Twenty years on, the Callan farmer is at a loss to rationalise today’s sundering of what once seemed an unbreakable bond.
If anything, he says, the fashion in Kilkenny now is to seek refuge in making light of something that creaks with such a depressing weight.
“You’d have salesmen coming into the yard here and they’d stick out the hand, then pull it back,” he reflected on Thursday.
“And we’d have the big laugh. Then they’d say to me, ‘John what’s going on?’ And all I can answer is ‘I wish I knew!’
“It’s very hard to have a judgment on it because, really, the only two people who know what’s going on are Brian and Henry. Everyone else is surmising. My read on it is that the county board wanted Henry to come on board with Brian, but he went to Galway instead.
“That was his choice and once he made it, wouldn’t you imagine it was over and done with for Brian? But it’s very sad to see what’s happening between them now because, at the end of the day, there’s loads of room for the two of them in hurling.”
Power suspects that the story is taking a starker toll on one than the other now.
“I heard Henry say on the television that he’s not bothered by it, but his body language on Saturday evening didn’t portray that,” he says. “I thought he wasn’t himself, even during the match. Now the Shefflins have been through enough of late for that, maybe, to be understandable.
“But, in all fairness, Michael Fennelly went to Offaly and there wasn’t a word about it. Eddie Brennan went to Laois and not a word. Maybe there was just a sense coming out of Galway that they were nearly going to canter to the All-Ireland even though Joe Canning – the best hurler they ever had – had just retired.
“And Brian is stubborn. There’s no relenting with him. When anything was put up against him, he always went full belt for it. And you could see a lot more bite in Kilkenny last Saturday than in previous matches. He wanted to win that game.
“I think everyone in Kilkenny recognises what he’s done for the county. But there would be a sense of people wondering why he’s doing this now too. It’s unfortunate because they’re great men.
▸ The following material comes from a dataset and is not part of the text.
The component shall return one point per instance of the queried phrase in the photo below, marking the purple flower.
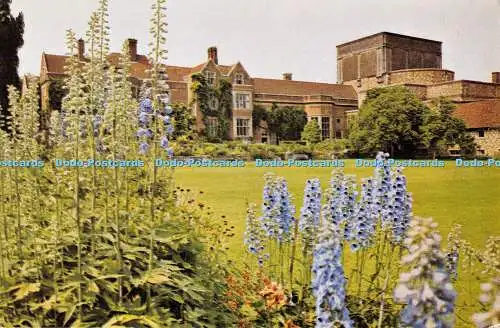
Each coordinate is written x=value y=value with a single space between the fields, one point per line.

“But I suppose, at the end of the day, it’s hard to change who you are.”
Heavy, unanswerable questions now follow this story down a cul-de-sac. Few people in sport are more fixed, more stoic, more unchanging than the Kilkenny manager and that, broadly, would be fine in just about any other circumstance.
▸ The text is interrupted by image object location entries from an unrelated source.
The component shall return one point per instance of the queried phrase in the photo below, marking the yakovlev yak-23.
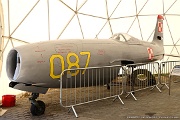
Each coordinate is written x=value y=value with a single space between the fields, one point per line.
x=37 y=67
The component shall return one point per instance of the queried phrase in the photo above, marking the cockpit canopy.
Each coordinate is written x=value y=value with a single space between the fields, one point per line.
x=121 y=37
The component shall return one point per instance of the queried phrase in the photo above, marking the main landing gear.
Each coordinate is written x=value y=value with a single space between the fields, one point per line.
x=37 y=107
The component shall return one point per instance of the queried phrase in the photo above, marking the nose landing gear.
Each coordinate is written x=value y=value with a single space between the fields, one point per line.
x=37 y=107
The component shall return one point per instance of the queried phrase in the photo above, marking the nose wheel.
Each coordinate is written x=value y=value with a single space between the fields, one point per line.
x=37 y=107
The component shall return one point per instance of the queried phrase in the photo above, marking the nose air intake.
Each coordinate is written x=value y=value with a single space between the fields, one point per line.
x=13 y=65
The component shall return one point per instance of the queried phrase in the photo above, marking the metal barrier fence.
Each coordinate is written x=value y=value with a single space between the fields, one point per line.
x=84 y=85
x=165 y=70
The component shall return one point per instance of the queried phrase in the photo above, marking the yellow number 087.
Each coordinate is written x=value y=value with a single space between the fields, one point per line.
x=70 y=64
But the idea of Shefflin today as some kind of unfaithful son of the county, an enemy at the gate, guilty of some wretched sin, is surely unsustainable in any adult conversation.
In both Salthill and Croke Park, it was he who offered his hand to Cody and, in both instances, it was Cody who seemed unwelcoming. And a great sadness must lie across Kilkenny as long as that energy endures.
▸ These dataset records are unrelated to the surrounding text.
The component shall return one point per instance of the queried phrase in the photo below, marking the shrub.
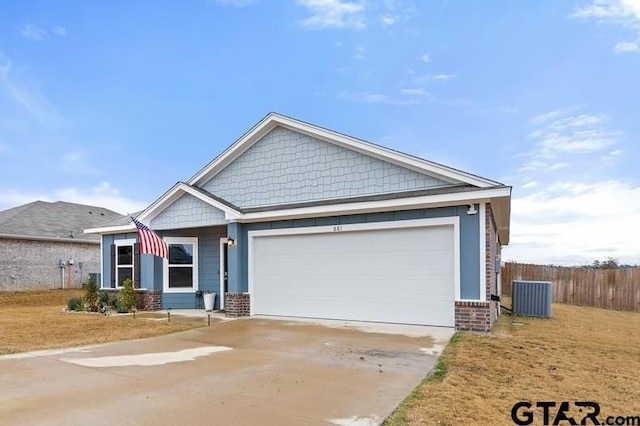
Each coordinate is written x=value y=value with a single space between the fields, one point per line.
x=104 y=301
x=75 y=304
x=118 y=306
x=127 y=295
x=90 y=295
Is it credible that 16 years shared together through some of modern hurling’s most epochal days means so little? Cody may never have entertained the inclination to turn a mellow gaze back to old glory days, but if Henry Shefflin isn’t worth his time today, what does it say of the value he puts on anyone in a Kilkenny dressing-room?
Are the bonds espoused really just a convenience of time?